The Navigator Who Changed the Outcome
In October 2024, a coworker mentioned a service she’d used at a nearby community health center: a certified application counselor, sometimes called a navigator, who helps people apply for ACA marketplace coverage at no cost to the applicant. Estelle was skeptical. She had already been turned away by Medicaid and wasn’t eager to spend emotional energy on another rejection.
She went anyway. The navigator — a woman named Claudia working out of a federally qualified health center on Jacksonville’s Northside — sat with Estelle for about ninety minutes. What Claudia did was precise: she ran Estelle’s annual income through the ACA premium tax credit calculator and showed her what a silver-tier marketplace plan would actually cost after federal subsidies were applied.
Based on Estelle’s projected 2024 income of $41,200 — placing her at approximately 272% of the federal poverty level for a single adult — she qualified for substantial premium tax credits. The full unsubsidized monthly premium on her chosen plan, a Blue Cross Blue Shield of Florida Silver 70 plan, was $618 per month. After tax credits were applied, her monthly premium came to $89.
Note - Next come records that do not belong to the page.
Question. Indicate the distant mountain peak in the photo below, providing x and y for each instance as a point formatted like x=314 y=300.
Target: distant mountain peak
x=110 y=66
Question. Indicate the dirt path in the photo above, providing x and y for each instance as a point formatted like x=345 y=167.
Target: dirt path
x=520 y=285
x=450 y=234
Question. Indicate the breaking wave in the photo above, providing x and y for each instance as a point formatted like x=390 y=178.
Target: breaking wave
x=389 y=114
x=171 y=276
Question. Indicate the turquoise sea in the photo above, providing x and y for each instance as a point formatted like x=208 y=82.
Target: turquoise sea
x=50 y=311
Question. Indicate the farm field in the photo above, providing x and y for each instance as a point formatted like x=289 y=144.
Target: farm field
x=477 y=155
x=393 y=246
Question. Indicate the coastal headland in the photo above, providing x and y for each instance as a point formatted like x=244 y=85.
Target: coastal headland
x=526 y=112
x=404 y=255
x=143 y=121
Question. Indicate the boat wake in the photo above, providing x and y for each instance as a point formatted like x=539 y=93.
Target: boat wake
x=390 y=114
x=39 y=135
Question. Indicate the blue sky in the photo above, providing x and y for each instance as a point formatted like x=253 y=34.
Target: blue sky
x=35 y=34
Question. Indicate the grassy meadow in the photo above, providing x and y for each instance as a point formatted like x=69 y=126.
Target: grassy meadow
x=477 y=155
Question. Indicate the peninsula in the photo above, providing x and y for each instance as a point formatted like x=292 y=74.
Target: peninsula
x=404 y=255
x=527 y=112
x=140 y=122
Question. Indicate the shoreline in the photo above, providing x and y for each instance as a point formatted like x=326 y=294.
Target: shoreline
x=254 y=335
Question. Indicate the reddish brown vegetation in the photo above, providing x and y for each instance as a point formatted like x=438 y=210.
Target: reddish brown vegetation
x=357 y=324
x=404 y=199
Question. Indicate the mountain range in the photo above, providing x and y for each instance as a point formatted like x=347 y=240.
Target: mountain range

She enrolled during a Special Enrollment Period triggered by her coverage gap, with an effective date of December 1, 2024. The plan carried a $3,200 individual deductible and covered 70% of costs beyond that threshold. Not a perfect plan — but an affordable, functional one that covered her prescriptions, preventive visits, and primary care from day one.
What Estelle Carries Forward
When I spoke with Estelle again in March 2025, roughly four months into her new coverage, she had already had a full blood panel done for the first time in three years. Her primary care physician caught a drift in her hypertension numbers early and adjusted her medication. That catch, Estelle told me, was the moment the whole experience crystallized.
“I think about what would have happened if I hadn’t gone to that community center,” she said. “Or if I’d waited until I was sick enough to have no choice. That’s not a good way to find out you needed help.”
She is now five years from Medicare eligibility at 65 — a milestone she tracks the way she tracks project deadlines. In the meantime, she treats her $89 monthly premium the way she treats her mortgage: a non-negotiable line item, not something to be managed around. She has also started talking to coworkers about the navigator service, pushing back against a culture on job sites where health coverage is often discussed as something other people afford.
Her story doesn’t end neatly. She still earns roughly $17,000 less per year than her budget was built around, and the years before Medicare will require continued navigation as her income and health needs shift. But she is covered, her hypertension is managed, and a broken arm on a job site would no longer threaten to erase everything she has saved.
What stays with me about Estelle’s story is not the outcome — it’s the path to it. A system that rejected her at the first point of contact, provided no alternative guidance, and delivered her to an $89 solution only because one coworker happened to mention one navigator at one health center. She did not find coverage because the system worked. She found it because a single person inside that system knew how to work it for her.
That distinction matters — especially for the people still waiting for someone to tell them which door to try next.